Qu’est-ce qu’un changement climatique et que peut-on en craindre ?

Lorsque la planète est passée de l’ère glaciaire au climat actuel, il s’est passé 10.000 ans. Mais le réchauffement climatique que nous préparons aujourd’hui implique une hausse de quelques degrés de la moyenne planétaire en un ou deux siècles. Le rythme ira donc 50 à 100 fois plus vite que la mutation climatique naturelle passée. Il s’agit d’un véritable choc climatique au terme duquel on peut légitimement se demander s’il permettra de conserver une humanité de quelques milliards d’hommes avec une espérance de vie de 50 à 60 ans à la naissance ?

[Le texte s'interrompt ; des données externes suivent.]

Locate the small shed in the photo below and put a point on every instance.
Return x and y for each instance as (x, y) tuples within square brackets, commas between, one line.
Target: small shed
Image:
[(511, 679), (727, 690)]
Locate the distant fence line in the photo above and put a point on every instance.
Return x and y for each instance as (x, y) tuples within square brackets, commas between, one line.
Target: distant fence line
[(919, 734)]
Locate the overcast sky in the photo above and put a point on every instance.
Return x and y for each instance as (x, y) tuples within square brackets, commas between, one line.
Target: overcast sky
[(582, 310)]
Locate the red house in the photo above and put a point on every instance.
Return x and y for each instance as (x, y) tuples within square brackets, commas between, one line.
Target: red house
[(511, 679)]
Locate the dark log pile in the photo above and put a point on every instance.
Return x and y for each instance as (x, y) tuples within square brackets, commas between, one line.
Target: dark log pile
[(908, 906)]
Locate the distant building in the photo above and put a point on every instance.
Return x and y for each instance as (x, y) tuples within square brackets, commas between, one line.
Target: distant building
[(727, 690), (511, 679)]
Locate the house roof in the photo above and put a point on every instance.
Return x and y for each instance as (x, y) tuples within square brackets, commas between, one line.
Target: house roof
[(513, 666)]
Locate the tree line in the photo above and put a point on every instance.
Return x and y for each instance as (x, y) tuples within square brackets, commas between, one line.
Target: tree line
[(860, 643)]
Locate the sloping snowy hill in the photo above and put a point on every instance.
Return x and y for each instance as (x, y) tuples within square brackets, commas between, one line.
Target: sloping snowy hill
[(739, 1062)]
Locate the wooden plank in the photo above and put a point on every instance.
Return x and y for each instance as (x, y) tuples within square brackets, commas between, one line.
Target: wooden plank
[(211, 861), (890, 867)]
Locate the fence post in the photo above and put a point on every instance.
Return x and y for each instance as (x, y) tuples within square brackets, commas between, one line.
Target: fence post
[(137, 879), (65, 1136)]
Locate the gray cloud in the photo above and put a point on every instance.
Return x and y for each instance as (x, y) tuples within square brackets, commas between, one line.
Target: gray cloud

On ne traite pas le problème du choc climatique comme n’importe quel problème environnementale et politique. Il ne s’agit pas d’un problème de protection locale mais planétaire

 

 

Les dangers et la réalité du changement climatique sont connus des scientifiques et des spécialistes mais ignorés ou occultés par les publicistes et les médias. Certes, le film présenté par Al Gore « Une vérité qui dérange » peut sensibiliser la sphère publique. Nous devons ensemble prendre conscience que la réalité physique, donc notre survie, nous  impose de diviser au moins par 2 les émissions de CO2, c’est-à-dire la consommation mondiale de charbon, gaz et pétrole.

 

La prévisible pénurie d’énergies fossiles.

Ne désespérons pas cependant. Les réserves d’énergies fossiles, non renouvelables à l’échelle humaine,  s’épuisent. Un jour prochain, sans doute avant la fin du XXIe siècle, nous devrons diminuer notre consommation d’énergie dans des proportions de plus en plus importantes.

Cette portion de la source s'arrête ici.